I have been procrastinating my exodus from iGoogle (before they lock me out :( ), I Google'd "iGoogle alternatives" but the few I tried sucked. Netvibes was not one of them, I just spent the past 10 minutes setting it up the way I like it & now (while I think it's silly to ax something people are using), I won't even notice them shutting it down.
Thanks for the recommendation. The only feature I miss (might just not have found it yet) was being able to expand the headlines to read the summary before leaving my homepage.
"If you have nothing to hide, you have nothing to fear." - Every fascist, ever
and last month's image search.
"I'm not much interested in interoperability. I want substitutability. I want to be able to throw your software out."

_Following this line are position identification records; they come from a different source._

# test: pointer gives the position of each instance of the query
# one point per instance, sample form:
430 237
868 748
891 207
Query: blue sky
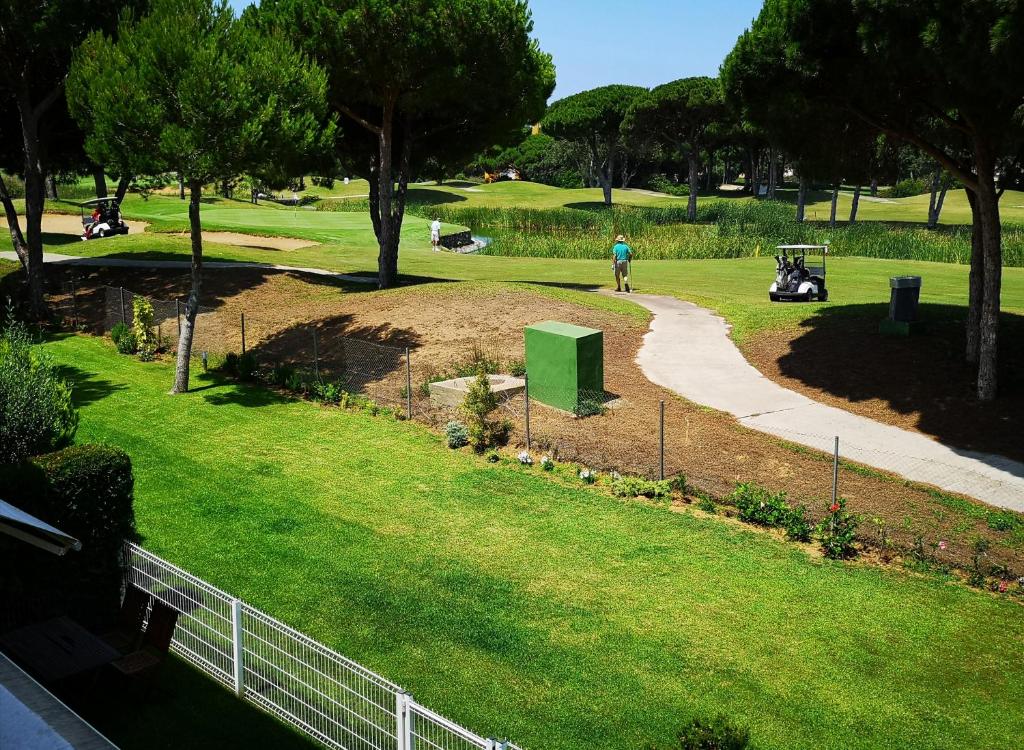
641 42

exactamundo. I agree with you completely. And no fair getting rid of the boolean search capabilities on the main page, either. Don't make us go into the "advanced search" options capability to do it. Be a search engine, which is what you claim to be!!!! Khaaaann!!!! (shouting google into a spiraling ascending camera doesn't feel as good, since there are two syllables... :>) why is it that way?)
I would have paid money for it
I did pay money for it. $20 following integration with my Sprint cellular service (to keep my Google number as a permanent secondary contact), then another $10 for international dialing credit; the modest price has proved to be excellent value for the money.
hasn't been updated in years
I have the same complaint as you, though -- bugs and feature deficiencies which go unfixed for years, with no response from Google. For instance, while you can pay to change your Google Voice number, after integration with Sprint, my secondary contact number apparently cannot be deleted, un-linked, turned off, or changed, ever -- the option to do so disappears. As far as I can tell the only workaround to disentangle myself from it, is to de-integrate from Sprint and start over from a fresh Google account (and pray that the de-integration process doesn't gum up something in the process, as it has many other subscribers).
It's hard to say how much is Google's fault, and how much is Sprint's. In either case, I've heard Google is planning to roll out full Voice integration with additional mobile providers. For everyone's sake, I hope someone has learned some lessons, and the launch will be smoother for them, than it has been for us.
I use Google Reader OFTEN. Multiple times per day. I used it to bring me to this article. I also used Google Notebook heavily. When they retired it, it wasn't so bad, because they'd then started Google Docs (AKA Google Drive). However, Reader isn't being replaced, it's just being stabbed in the face and thrown in the dead-pile. I don't overly blame Google, as it probably doesn't pay for itself nor would I be willing to pay for it if they asked me to, I'd just spool up my own private web app, which I'm in the process of doing, btw. Still, I'm saddened by this attitude of optimizing margins and catering to the biggest level of user literacy. At least we still have Open Source software and the like.
iGoogle has been my homepage/portal for years! And it included RSS feed widgets! It just needed a few tweaks to make it great. Good one Google.
It won't do any good, but sign here anyway.
How is there even a question here? Google Reader.
Google made a business decision for each of these projects. Their return on investment was too low to justify the project. They will probably not disclose any of the criteria or metric that they used to reach this decision, but I guarantee that each of these projects deserved the axe. Google is not there to provide free services to you. Google's business is to allow access to services that give their main business (advertisements) an advantage. If the money spent to keep the project going outweighs the number of users brought in, with some other metrics probably in there too, it gets the axe, and deservedly so.